Des citoyens du quartier Saint-Émile, à Québec, dénoncent depuis des décennies une intersection jugée dangereuse en raison de l’état de la chaussée et de l’absence d’accotement.
«On sort de notre rue, ça brasse. On tourne sur notre rue, ça brasse», résume François en parlant de l’intersection des rues Degas et Vézina, dans le quartier Saint-Émile, au nord de Québec.
Sa conjointe et lui habitent le secteur depuis plus d’une vingtaine d’années et dénoncent depuis presque toujours cette intersection jugée dangereuse.
Ils soulignent que le trafic sur la rue Vézina a drastiquement augmenté au fil des années. Des camions y circulent aussi et aucun trottoir ou accotement n’y ont été aménagés.
«Je m’empêche d’aller faire mon épicerie à côté à vélo parce qu’on n’est pas capable. Je l’ai déjà essayé par le passé et c’est impossible», se désole François, qui s’inquiète aussi pour la sécurité des piétons, d’autant plus qu’une école primaire a récemment été ouverte dans le secteur.
«Est-ce qu’on attend qu’il y ait un mort pour faire quelque chose?» demande sa conjointe, qui ne veut pas être nommée puisqu’elle a déjà formulé des plaintes auprès de la Ville, sans succès.
«Ton char fait des zigzags»
L’état de la chaussée laisse à désirer sur un bon tronçon de la rue Vézina, selon plusieurs résidents du quartier qui l’empruntent quotidiennement pour accéder à l’autoroute 73.
«Honnêtement, si tu n’as pas un bon alignement avec ton auto, tu en pognes, des craques, pis ton char fait des zigzags. Il faut vraiment que tu tiennes ton volant, lance Gianni Marcogliese, un jeune conducteur de 21 ans. Il y a des creux, des craques, des bosses, ton char part de tous bords tous côtés.»
À la fin de l’hiver et au printemps, la fonte des neiges rend l’exercice de circuler sur la rue Vézina encore plus périlleux.
«J’ai compté, je me suis fait arroser cinq fois [par de la slush] cette année», note Carole Rochette qui promène son chien tous les jours dans le petit espacement entre la rue et un fossé qui la longe.
Mme Rochette habite dans le quartier depuis 30 ans et a suggéré à la Ville dès les premières années d’aménager des traverses piétonnes. Ses demandes sont restées lettre morte.

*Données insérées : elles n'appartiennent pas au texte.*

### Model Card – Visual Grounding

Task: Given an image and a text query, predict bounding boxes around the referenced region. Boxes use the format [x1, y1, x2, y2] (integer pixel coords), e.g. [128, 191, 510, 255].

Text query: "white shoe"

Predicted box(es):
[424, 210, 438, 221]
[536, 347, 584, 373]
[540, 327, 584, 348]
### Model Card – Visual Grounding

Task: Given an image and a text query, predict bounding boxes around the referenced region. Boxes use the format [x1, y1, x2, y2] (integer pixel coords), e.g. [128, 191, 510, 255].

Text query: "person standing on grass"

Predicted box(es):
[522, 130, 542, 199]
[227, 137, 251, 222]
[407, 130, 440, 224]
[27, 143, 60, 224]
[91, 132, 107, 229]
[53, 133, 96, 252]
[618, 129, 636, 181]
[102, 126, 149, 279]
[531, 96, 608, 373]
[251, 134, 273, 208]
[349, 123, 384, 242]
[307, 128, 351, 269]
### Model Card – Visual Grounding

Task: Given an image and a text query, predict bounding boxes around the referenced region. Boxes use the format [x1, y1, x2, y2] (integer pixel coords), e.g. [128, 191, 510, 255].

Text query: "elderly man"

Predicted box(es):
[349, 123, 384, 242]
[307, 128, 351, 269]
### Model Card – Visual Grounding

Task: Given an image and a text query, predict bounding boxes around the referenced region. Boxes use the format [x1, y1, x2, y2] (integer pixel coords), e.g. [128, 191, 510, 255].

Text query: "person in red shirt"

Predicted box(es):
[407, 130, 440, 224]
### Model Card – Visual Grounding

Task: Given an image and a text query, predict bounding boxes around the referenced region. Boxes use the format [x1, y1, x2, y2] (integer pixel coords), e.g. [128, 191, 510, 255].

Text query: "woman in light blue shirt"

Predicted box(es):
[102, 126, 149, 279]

Un nouvel ensemble résidentiel de 39 logements, en plus d’une garderie, est d’ailleurs en construction derrière sa maison, suscitant de nouvelles inquiétudes.
«Ça, ça veut dire beaucoup de voitures encore, beaucoup de gens, note Mme Rochette. Et la structure n’est même pas faite pour des trottoirs ou des pistes cyclables, je ne comprends pas.»